Come vuole difendersi la Nato

Secondo la stima più quotata ci vogliono almeno 300 mila soldati per difendere il fianco est dell’Europa, dal Mar Baltico al Mar Nero. Non a caso è il numero chiave contenuto nei piani di «risposta rapida» messi a punto dalla Nato fin dal 2014, subito dopo l’illegale annessione della Crimea da parte della Russia e poi rivisti come reazione alla guerra in Ucraina, scatenata da Vladimir Putin.
Nei giorni scorsi il vice comandante delle forze armate polacche, il generale Karol Dymanowski, ha dichiarato pubblicamente che molte migliaia di militari della «Response Force» sono già in Polonia. Sarebbero circa 100 mila. Per il momento non ci sono annunci ufficiali, ma, stando alle indiscrezioni, altri 200 mila saranno mobilitati entro giugno. Anche in questo caso il grosso delle truppe e dei mezzi verrebbe schierato sulla frontiera orientale, anche se non sappiamo esattamente dove. Nello schema approvato nel 2022, al vertice di Madrid, il primo nucleo di 100 mila unità dovrebbe essere pronto a entrare in azione entro 10 giorni; gli altri 200 mila, nel giro di 10-30 giorni. Questi tempi, però, si starebbero stringendo, grazie a continue esercitazioni sul campo, specie in Polonia.
La Nato ha avviato il rafforzamento del «fronte orientale» nel 2017 con l’istituzione di quattro battaglioni in Estonia, Lettonia, Lituania e Polonia. Nel concreto significa avere sul terreno dai 500 ai 1.000 soldati ben addestrati ed equipaggiati con le armi più sofisticate. Nel 2022 i capi di Stato e di governo degli allora 30 Paesi membri (oggi sono 32 con Finlandia e Svezia) hanno completato la dorsale aggiungendo quattro battaglioni in Slovacchia, Ungheria, Romania e Bulgaria.

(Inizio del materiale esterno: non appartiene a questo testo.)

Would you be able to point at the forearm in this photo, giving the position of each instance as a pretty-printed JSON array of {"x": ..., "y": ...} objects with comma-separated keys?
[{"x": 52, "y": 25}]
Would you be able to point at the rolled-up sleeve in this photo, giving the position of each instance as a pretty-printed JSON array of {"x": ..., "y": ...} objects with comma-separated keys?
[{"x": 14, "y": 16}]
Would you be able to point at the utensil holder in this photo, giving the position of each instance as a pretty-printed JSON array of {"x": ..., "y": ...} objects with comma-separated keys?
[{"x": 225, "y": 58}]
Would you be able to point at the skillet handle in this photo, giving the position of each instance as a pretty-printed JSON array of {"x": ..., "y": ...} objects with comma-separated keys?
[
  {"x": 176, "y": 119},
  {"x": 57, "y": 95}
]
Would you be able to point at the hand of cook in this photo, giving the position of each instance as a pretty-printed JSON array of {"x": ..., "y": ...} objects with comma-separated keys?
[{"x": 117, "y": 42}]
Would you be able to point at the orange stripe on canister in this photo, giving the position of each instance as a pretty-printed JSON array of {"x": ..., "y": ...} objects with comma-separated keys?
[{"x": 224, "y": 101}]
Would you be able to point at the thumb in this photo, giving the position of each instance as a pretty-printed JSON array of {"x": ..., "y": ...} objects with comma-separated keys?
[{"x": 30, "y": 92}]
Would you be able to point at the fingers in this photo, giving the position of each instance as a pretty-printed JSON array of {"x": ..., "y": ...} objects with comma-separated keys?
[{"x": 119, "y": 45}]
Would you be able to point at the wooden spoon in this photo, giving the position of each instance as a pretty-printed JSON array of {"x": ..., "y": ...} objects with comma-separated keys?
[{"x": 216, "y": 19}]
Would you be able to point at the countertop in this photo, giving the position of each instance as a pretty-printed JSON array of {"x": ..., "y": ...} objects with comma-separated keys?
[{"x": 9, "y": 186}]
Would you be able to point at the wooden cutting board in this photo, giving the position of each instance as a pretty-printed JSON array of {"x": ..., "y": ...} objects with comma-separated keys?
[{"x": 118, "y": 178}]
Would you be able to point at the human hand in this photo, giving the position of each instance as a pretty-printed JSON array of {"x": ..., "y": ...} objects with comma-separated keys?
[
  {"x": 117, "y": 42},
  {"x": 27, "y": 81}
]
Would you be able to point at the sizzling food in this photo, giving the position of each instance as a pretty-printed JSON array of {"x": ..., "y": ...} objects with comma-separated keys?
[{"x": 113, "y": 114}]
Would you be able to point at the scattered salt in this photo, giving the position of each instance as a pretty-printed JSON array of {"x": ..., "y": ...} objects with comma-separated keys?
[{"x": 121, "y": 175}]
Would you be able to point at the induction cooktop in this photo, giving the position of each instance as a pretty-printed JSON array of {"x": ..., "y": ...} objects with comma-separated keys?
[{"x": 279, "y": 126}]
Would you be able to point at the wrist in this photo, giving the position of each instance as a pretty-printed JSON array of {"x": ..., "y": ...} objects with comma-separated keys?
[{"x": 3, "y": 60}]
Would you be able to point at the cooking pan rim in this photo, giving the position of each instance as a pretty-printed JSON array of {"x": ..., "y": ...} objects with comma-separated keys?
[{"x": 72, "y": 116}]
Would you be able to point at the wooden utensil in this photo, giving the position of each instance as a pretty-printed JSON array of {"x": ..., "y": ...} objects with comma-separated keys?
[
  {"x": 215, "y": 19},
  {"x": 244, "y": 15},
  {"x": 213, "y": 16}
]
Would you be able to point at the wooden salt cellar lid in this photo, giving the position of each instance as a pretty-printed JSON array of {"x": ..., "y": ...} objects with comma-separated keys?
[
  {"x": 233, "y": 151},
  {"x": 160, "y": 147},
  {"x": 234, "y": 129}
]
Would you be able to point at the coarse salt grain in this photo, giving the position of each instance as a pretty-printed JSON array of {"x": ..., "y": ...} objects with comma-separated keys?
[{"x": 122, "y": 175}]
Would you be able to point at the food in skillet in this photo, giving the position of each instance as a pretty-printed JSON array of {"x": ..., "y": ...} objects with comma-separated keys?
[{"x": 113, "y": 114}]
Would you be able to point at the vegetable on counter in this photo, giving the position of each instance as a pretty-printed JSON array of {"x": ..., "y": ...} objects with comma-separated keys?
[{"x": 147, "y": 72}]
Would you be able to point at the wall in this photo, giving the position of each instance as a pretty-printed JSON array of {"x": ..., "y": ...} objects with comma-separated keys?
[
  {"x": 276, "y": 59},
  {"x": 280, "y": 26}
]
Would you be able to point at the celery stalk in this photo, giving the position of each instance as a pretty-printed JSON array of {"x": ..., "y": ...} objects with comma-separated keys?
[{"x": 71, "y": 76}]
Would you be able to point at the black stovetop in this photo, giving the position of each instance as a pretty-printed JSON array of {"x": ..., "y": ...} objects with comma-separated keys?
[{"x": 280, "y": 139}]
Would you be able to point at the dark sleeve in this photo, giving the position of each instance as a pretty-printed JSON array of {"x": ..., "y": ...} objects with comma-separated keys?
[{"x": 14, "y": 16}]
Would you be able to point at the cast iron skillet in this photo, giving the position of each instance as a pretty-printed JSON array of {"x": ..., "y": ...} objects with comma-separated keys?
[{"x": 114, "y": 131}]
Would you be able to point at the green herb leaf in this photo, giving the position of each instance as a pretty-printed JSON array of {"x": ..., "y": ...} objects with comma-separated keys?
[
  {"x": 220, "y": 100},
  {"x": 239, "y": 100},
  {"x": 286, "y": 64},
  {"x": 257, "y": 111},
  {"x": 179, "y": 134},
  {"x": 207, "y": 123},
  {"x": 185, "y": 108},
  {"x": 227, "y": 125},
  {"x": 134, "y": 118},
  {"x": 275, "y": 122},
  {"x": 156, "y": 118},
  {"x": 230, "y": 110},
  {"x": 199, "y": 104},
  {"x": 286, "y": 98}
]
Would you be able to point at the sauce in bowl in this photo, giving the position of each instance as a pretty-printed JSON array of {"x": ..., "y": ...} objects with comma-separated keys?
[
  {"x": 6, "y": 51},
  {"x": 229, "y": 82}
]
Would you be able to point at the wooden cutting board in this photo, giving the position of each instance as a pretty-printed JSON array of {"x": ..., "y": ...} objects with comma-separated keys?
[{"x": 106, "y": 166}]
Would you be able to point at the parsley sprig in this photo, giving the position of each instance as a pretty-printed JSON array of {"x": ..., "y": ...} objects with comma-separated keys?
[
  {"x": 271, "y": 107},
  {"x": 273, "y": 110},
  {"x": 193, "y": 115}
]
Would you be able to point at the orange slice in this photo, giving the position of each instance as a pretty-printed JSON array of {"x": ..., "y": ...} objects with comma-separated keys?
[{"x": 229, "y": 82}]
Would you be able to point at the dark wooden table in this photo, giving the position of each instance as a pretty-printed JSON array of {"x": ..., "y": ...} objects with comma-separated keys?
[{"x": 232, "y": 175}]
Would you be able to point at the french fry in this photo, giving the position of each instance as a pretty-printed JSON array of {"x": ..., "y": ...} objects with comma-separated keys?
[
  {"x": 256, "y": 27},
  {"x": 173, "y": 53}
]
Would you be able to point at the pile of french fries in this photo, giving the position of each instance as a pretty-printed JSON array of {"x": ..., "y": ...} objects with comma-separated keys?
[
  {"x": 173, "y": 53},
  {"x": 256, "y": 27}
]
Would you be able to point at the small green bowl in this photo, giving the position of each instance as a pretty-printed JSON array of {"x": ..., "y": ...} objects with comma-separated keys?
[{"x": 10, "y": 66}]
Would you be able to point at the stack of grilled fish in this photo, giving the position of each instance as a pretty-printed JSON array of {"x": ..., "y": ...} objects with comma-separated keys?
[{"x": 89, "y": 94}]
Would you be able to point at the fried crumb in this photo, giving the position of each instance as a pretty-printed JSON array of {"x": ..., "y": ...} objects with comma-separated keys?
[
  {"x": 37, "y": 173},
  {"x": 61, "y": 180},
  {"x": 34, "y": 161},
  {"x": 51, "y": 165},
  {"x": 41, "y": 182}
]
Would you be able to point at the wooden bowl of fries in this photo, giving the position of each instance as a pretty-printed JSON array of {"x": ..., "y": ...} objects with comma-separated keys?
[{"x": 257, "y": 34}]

Ognuno di questi otto snodi è affidato al coordinamento di uno dei maggiori Stati. L’Italia ha un ruolo guida in Bulgaria, con l’apporto di militari provenienti da Albania, Grecia, Montenegro, Nord Macedonia, Turchia e Stati Uniti. Le forze armate italiane, inoltre, contribuiscono ai presidi della Nato in Ungheria e in Lettonia.
Le forze armate
Roma ha un ruolo guida in Bulgaria
e contribuisce ai presidi in Ungheria e Lettonia
Naturalmente a queste forze vanno sommate quelle degli eserciti locali. Il più consistente è quello polacco: 120 mila effettivi, che diventano 150 mila se si calcolano i 30 mila della «Forza di difesa territoriale».
Nelle ultime settimane i generali dell’Alleanza Atlantica hanno potenziato i sistemi di sorveglianza e di difesa aerea, gli apparati per sventare sabotaggi cibernetici, subacquei o satellitari.L’apporto degli americani resta fondamentale in tutti i settori. Da tempo gli Stati Uniti avevano iniziato ad alleggerire la presenza militare in Europa. Nel 2021 i soldati Usa erano 63.835, vale a dire sette volte meno dei 430 mila degli anni Cinquanta. Oggi sono circa 100 mila: sempre più numerosi in Polonia (12.000), in Romania (4.000) nei Baltici. Gli Usa contribuiscono alle operazioni Nato, ma si muovono anche in autonomia. Sempre in Polonia, nel 2022, hanno installato il Comando del V Corpo d’Armata che ha il compito di coordinare le forze di combattimento sul versante più esposto alle minacce putiniane.
C’è, infine, l’ultimo capitolo, da incubo: il pericolo di un attacco atomico. L’arsenale russo è imponente. In particolare si stima che Putin possa disporre di circa 2 mila ordigni nucleari tattici, cioè bombe devastanti anche se con un raggio d’azione di qualche chilometro e quindi utilizzabili nelle guerre convenzionali, come quella in Ucraina.
Secondo l’«Heritage Foundation», centro studi di Washington,nelle basi americane in Germania, Italia, Olanda, Belgio e Turchia, che è pur sempre un socio del club Nato, ci sarebbero 100 ordigni nucleari tattici. Francia e Regno Unito potrebbero mettere in campo le testate «strategiche», a lunga gittata, in grado di colpire direttamente il territorio russo. Ma significherebbe la catastrofe globale, un punto di non ritorno per tutti.